Gemäß § 307 Abs. 2 Nr. 1 BGB ist eine unangemessene Benachteiligung im Zweifel anzunehmen, wenn eine Bestimmung in AGB – hier also den AWG der Beklagten – mit wesentlichen Grundgedanken der gesetzlichen Regelung, von der abgewichen wird, nicht zu vereinbaren ist.§ 32 S. 1 VVG bestimmt, dass von den §§ 19 bis 28 Abs. 4 und § 31 Abs 1 S. 2 VVG nicht zum Nachteil des Versicherungsnehmers abgewichen werden kann.

Eine Regelung, die entgegen § 32 S. 1 VVG zum Nachteil des Versicherungsnehmers abweichen würde, enthält § 4 Nr. 6 S. 1 VVG indes nicht. Zwar trifft es zu, dass der Gesetzgeber im VVG für den Fall, dass der Versicherungsnehmer eine gesetzliche oder vertragliche Obliegenheit verletzt, abschließende Sonderregelungen bezüglich der Rechtsfolgen der Obliegenheitsverletzung im VVG getroffen hat. Vorliegend regelt § 4 Nr. 1 S. 1 AWG eine vertragliche Obliegenheit des Versicherungsnehmers der Anwartschaftsversicherung, den Wegfall der Voraussetzung des Anwartschaftsgrundes binnen drei Monaten der Beklagten anzuzeigen. § 4 Nr. 6 S. 1 VVG regelt als Rechtsfolge für den Fall, dass diese Obliegenheit verletzt wird, also der Wegfall der Voraussetzung für die Anwartschaft erst nach Ablauf von drei Monaten vom Versicherungsnehmer angezeigt wird, dass die Beklagte das Aufleben des ursprünglichen Versicherungsschutzes von der Vereinbarung neuer Risikozuschläge, Wartezeiten oder Leistungsausschüssen abhängig machen kann. Mit dieser Regelung wird jedoch nicht zum Nachteil des Versicherungsnehmers von dem vom Gesetzgeber vorgesehenen Rechtsfolgenregime im Falle von Obliegenheitsverletzungen durch den Versicherungsnehmer abgewichen, sondern es handelt sich vielmehr um ein „Minus“ gegenüber den vom Gesetzgeber vorgesehenen Rechtsfolgen, d.h. eine weniger einschneidende Rechtsfolge als etwa eine Leistungsfreiheit des Versicherers (§ 28 Abs. 2 VVG).

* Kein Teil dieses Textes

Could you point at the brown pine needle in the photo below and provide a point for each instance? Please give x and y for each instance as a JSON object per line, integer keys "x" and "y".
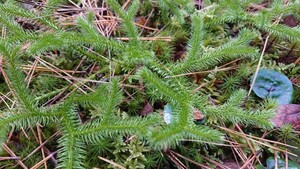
{"x": 111, "y": 162}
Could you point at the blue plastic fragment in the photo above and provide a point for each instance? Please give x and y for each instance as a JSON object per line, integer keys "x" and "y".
{"x": 270, "y": 83}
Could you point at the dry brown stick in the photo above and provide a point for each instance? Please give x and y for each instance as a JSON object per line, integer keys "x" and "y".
{"x": 162, "y": 38}
{"x": 251, "y": 138}
{"x": 45, "y": 69}
{"x": 37, "y": 165}
{"x": 9, "y": 158}
{"x": 189, "y": 160}
{"x": 250, "y": 160}
{"x": 111, "y": 162}
{"x": 41, "y": 142}
{"x": 52, "y": 66}
{"x": 31, "y": 72}
{"x": 10, "y": 152}
{"x": 214, "y": 162}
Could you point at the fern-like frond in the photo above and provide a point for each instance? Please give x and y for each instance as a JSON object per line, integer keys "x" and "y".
{"x": 20, "y": 91}
{"x": 235, "y": 48}
{"x": 62, "y": 40}
{"x": 71, "y": 149}
{"x": 232, "y": 112}
{"x": 95, "y": 130}
{"x": 12, "y": 9}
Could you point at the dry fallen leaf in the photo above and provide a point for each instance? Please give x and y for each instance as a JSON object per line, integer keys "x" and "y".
{"x": 287, "y": 114}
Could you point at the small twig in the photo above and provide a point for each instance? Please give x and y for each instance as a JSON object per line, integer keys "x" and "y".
{"x": 111, "y": 162}
{"x": 41, "y": 142}
{"x": 204, "y": 72}
{"x": 9, "y": 151}
{"x": 189, "y": 160}
{"x": 37, "y": 165}
{"x": 251, "y": 159}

Die Regelung in § 4 Nr. 6 S. 1 VVG nimmt dem Versicherungsnehmer der Anwartschaftsversicherung im Übrigen auch nicht etwa sein Recht als solches, die ursprüngliche Krankenversicherung bei der Beklagten wieder zu aktivieren, sondern lediglich das Recht, dass das Aufleben der Krankenversicherung ohne eine erneute Gesundheitsprüfung und ohne Leistungsausschlüsse oder – wie hier – Risikozuschläge erfolgt.

2.4 Nach alledem ist die Beklagte somit vorliegend berechtigt, das Aufleben des ursprünglichen Versicherungsschutzes der Klägerin, sowohl betreffend die Krankheitskostenvollversicherung als auch die Krankentagegeldversicherung, von der Vereinbarung neuer Risikozuschläge, Wartezeiten oder Leistungsausschüssen abhängig zu machen. Die Klageanträge zu I. und II. waren daher als unbegründet abzuweisen.

3. Ein Anspruch der Klägerin auf die mit dem Klageantrag zu III. geltend gemachte Nebenforderung (vorgerichtliche Rechtsanwaltskosten nebst Zinsen) besteht mangels Begründetheit der Hauptforderungen ebenfalls nicht.

II.

1. Die Kostenentscheidung folgt aus § 91 Abs. 1 ZPO.

2. Der Ausspruch über die vorläufige Vollstreckbarkeit stützt sich auf § 709 S. 1 und 2 ZPO.

III.

Der Streitwert war gemäß § 9 ZPO auf 22.108,55 € festzusetzen. Davon entfallen auf den Klageantrag zu I.: 19.796,45 € ((3,5 x 12 x 589,18 €) – 20 %) und auf den Klageantrag zu II.: 2.312,10 € ((3,5 x 12 x 68,81 €) – 20 %; vgl. OLG München, Beschluss vom 14.07.2020 – 25 W 587/20). Der Klageantrag zu III. war nicht streitwerterhöhend, § 4 ZPO.